Abstract

AbstractTypically, in sparse representation‐based classifiers, the weight associated with each training sample is ignored, resulting in reduced accuracy. Moreover, individual binary classifiers solved a multiclass problem. It requires more time as multiple runs are needed to compute the accuracy. In this paper, we propose a novel optimal sparse representation‐based classifier. It solves the ternary classification problem with improved accuracy in a single run. The ternary classification considers Alzheimer's disease versus mild cognitive impairment versus normal control in a single run. A two‐stage sparse representation model is used to design the proposed classifier. To update the weight coefficients, we suggest a regularized Levenberg–Marquardt learning. It allows selecting a subset of significant training samples. To determine the appropriate subset size, we investigate an objective function in terms of classification accuracy.

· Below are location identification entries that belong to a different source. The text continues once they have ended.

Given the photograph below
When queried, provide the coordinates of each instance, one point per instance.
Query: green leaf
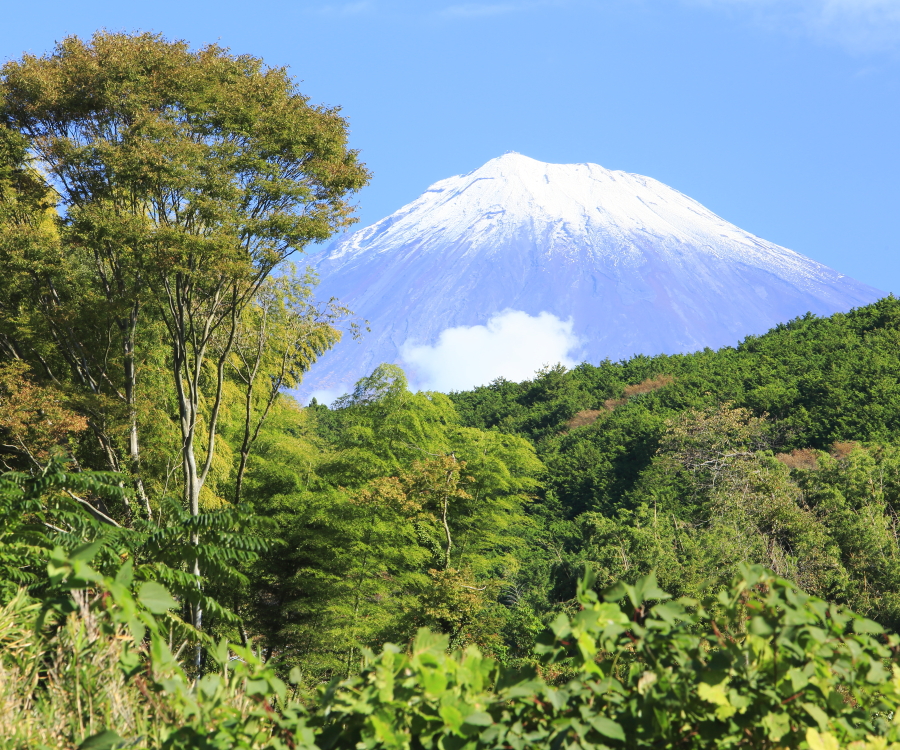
(156, 598)
(479, 719)
(818, 715)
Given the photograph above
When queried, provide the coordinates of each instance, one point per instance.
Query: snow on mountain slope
(638, 267)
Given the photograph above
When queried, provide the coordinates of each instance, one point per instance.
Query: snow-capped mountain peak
(636, 265)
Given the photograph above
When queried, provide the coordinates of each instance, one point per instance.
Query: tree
(182, 181)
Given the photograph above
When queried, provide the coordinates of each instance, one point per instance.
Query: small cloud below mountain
(513, 345)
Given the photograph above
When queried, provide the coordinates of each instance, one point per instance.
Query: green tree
(182, 180)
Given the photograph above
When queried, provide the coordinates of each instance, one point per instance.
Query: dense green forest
(557, 559)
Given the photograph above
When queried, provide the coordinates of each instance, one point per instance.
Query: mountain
(634, 265)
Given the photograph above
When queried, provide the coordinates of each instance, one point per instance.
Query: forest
(695, 550)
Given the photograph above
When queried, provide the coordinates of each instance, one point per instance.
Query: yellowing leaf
(819, 741)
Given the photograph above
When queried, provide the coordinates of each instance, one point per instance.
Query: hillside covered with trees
(577, 560)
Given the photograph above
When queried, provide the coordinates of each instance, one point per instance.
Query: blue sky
(782, 116)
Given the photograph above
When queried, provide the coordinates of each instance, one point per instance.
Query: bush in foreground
(94, 664)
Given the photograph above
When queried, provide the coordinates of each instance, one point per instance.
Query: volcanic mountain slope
(638, 267)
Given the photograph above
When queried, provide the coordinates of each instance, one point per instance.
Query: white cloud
(858, 25)
(513, 345)
(480, 10)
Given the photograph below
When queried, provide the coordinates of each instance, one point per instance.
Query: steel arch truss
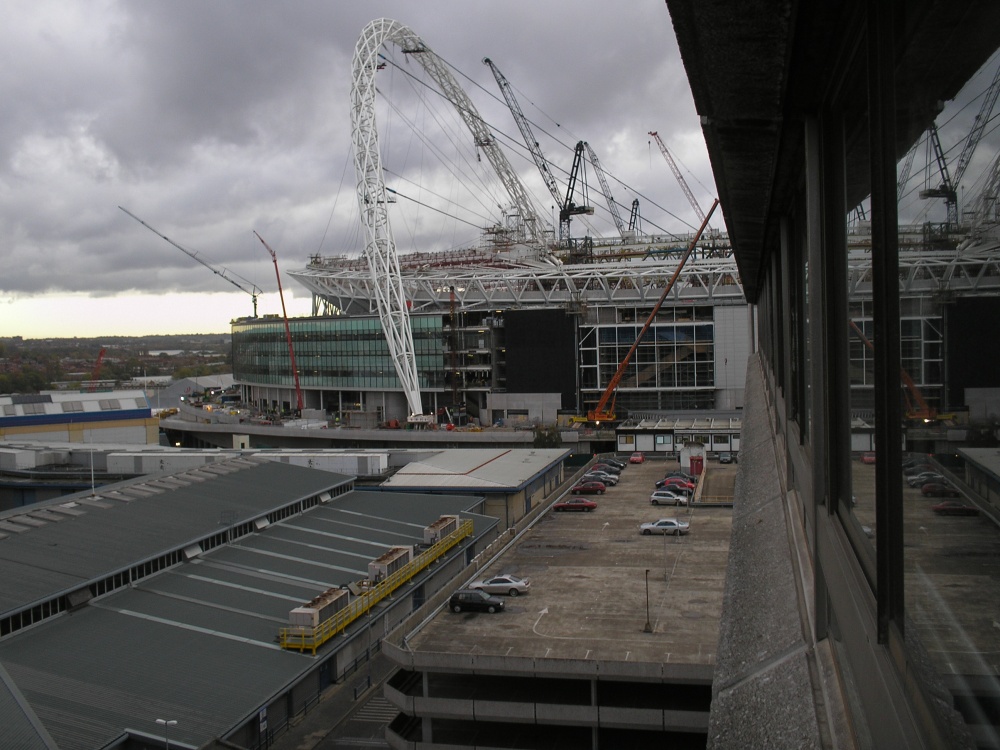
(385, 286)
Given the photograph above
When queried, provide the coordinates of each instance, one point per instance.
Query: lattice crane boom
(225, 273)
(525, 127)
(678, 176)
(601, 178)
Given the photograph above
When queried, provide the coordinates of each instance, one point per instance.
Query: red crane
(601, 413)
(288, 333)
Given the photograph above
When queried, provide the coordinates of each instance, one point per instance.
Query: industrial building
(191, 596)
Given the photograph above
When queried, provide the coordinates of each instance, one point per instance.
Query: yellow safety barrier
(309, 639)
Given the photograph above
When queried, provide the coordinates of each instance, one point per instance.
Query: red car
(575, 503)
(955, 508)
(937, 489)
(590, 488)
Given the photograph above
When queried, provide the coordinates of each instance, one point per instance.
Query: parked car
(474, 600)
(575, 503)
(606, 467)
(666, 497)
(503, 584)
(955, 508)
(675, 483)
(665, 526)
(600, 476)
(939, 489)
(919, 480)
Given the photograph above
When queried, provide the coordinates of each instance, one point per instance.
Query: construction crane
(916, 407)
(569, 208)
(633, 219)
(225, 273)
(612, 206)
(949, 186)
(526, 132)
(288, 332)
(677, 174)
(601, 413)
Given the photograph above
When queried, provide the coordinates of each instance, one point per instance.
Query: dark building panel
(973, 354)
(541, 353)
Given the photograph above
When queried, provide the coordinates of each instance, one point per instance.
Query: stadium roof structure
(164, 596)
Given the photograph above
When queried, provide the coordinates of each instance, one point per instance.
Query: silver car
(667, 497)
(503, 584)
(665, 526)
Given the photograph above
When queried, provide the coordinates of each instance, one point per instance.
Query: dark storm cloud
(212, 119)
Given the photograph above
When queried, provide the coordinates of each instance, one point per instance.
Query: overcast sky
(210, 120)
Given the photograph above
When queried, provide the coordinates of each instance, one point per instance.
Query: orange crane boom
(600, 414)
(288, 332)
(923, 410)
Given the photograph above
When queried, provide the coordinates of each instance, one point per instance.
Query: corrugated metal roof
(477, 468)
(124, 525)
(196, 643)
(21, 728)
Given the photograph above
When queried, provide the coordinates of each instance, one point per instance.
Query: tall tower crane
(612, 206)
(949, 187)
(569, 206)
(680, 178)
(526, 132)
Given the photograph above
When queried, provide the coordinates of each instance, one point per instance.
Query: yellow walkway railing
(309, 639)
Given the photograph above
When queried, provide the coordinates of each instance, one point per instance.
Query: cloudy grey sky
(210, 120)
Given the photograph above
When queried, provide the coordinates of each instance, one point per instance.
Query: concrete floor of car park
(588, 574)
(952, 583)
(588, 601)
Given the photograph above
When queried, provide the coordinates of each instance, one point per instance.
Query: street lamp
(648, 628)
(166, 730)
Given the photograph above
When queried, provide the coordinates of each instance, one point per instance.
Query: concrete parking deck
(589, 574)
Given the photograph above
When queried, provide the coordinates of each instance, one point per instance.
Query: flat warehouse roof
(197, 642)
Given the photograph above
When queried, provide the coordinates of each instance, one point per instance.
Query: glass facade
(332, 353)
(673, 367)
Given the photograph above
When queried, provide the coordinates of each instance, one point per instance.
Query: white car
(667, 497)
(665, 526)
(602, 476)
(504, 584)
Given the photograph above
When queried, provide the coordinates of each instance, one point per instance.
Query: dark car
(955, 508)
(590, 488)
(919, 480)
(600, 476)
(474, 600)
(937, 489)
(575, 503)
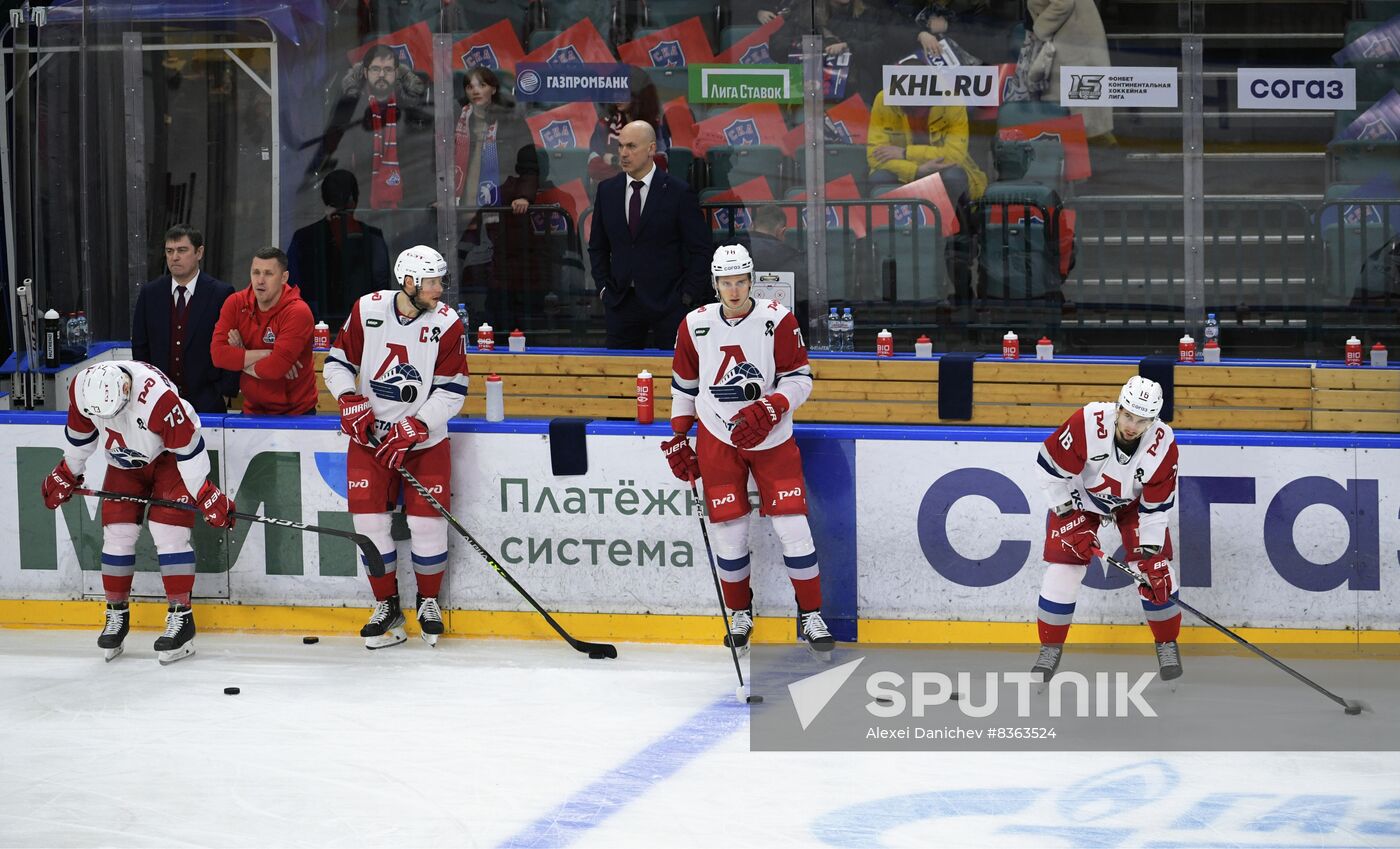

For optimization, we suggest a hybrid particle swarm optimization–squirrel search technique. The experiment conducted on the Alzheimer's Disease Neuroimaging Initiative database shows our method outperforms other state‐of‐the‐art methods in terms of computation time and accuracy. The use of different training–testing partition ratios makes the proposed method immune to biased results, overfitting, and underfitting difficulties. Moreover, results are obtained from 100 iterations to confirm its stability. The suggested model may be helpful for further research in medical image analysis.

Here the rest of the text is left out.